Tuesday, October 05, 2010

Pink Blues

With the Conservative Party conference in full swing, the recent allegations over Foreign Secretary William Hague's sexuality seem to have been laid to rest. Much to the relief of the party leadership. Anything other than two point four children, monogamous marriage, and heterosexual sex once a week in the missionary position, has always been hard to sell to the party faithful. Indeed, only this week, David Cameron has been attempting to shore up his popularity by hinting at tax breaks for married couples, (surely a swipe at Labour leader Ed Miliband, who is still 'living in sin' with his partner). However, Hague isn't the first senior Tory whose sexuality has caused consternation amongst the party's grass roots. Back in the late 1990s, then shadow chancellor Micheal Portillo's admission that, when still a student, he had had a 'gay experience', sent shockwaves through the party, calling into question his suitability as a possible leadership candidate.
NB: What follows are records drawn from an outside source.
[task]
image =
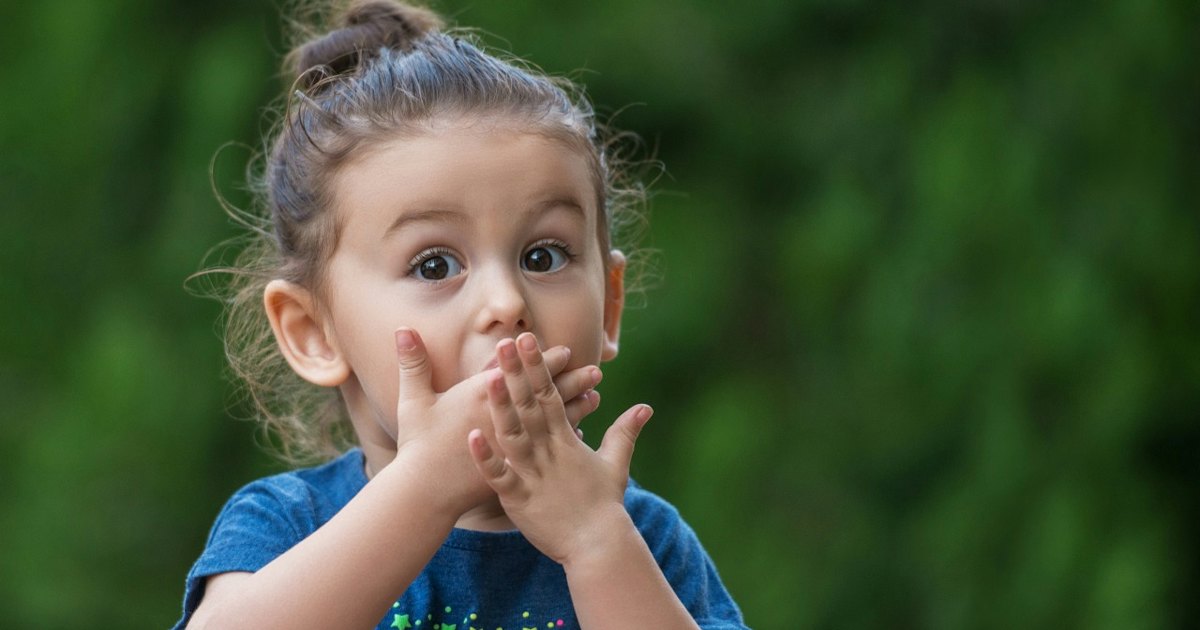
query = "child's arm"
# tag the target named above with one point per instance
(568, 499)
(349, 570)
However,Portillo’s admissions came as no surprise to Professor Jerry Mire, visiting Chair of Politics and Sexuality at the Bangkok Institute of Economics. “When he lost his constituency to an openly gay Labour candidate in the 1997 election, I thought ‘I bet that’s not the first time he’s lost his seat to a young homosexual’”, Professor Mire said, adding that it was obvious that Portillo was an ambitious man who wouldn't let doubts about his sexual orientation handicap his drive for power. “I had no doubt that he couldn’t wait to get his hands on then Labour Chancellor Gordon Brown’s red box!”

Mire believes that, ultimately, it wasn't Portillo's youthful sexual dalliances which denied him the leadership of the Tory party, but rather his compassionate nature. "Despite Portillo's stern and serious public image, in private he is actually extremely kind and generous, exuding charm to his closest confidants," he explains. “In fact, he always reminded me of Rock Hudson - hard and brutally masculine on the outside, but with a sensitive and warm interior.” It was this fundamental niceness and decency, Mire contends, which proved unacceptable to the party at large. "The truth is that they prefer complete bastards, who treat the poor and disadvantaged like dirt, whilst showering the party faithful with tax breaks," he opines. "But sneering whilst they do it, of course." Indeed, Mire is somewhat surprised that another Tory front bencher accused of being gay around the same time as the Portillo revelations, didn't become leader. "I remember that when completely unfounded rumours that then senior Tory minister Peter Lilley was gay began to circulate, his wife quickly scotched them with the assertion that her husband was “the least homosexual” man she knew," recalls the Professor. "Which was absolutely true - he was a totally butch bastard. Exactly the sort of person the Tories usually like to be dominated by, but, for some reason, the suspicion lingered that being even slightly 'gay' could be equated with kindness and compassion." However, in today's new caring and sensitive Tory party, such suspicions would surely be an advantage, wouldn't they? "As Hague has found out, a leopard never changes its spots," Mire points out bitterly. "He's having to go around telling people that he only shared a room with that male aide so as to save money and thereby cut his departmental budget, in order to look hard, rather than gay. He's not fooling me, though!"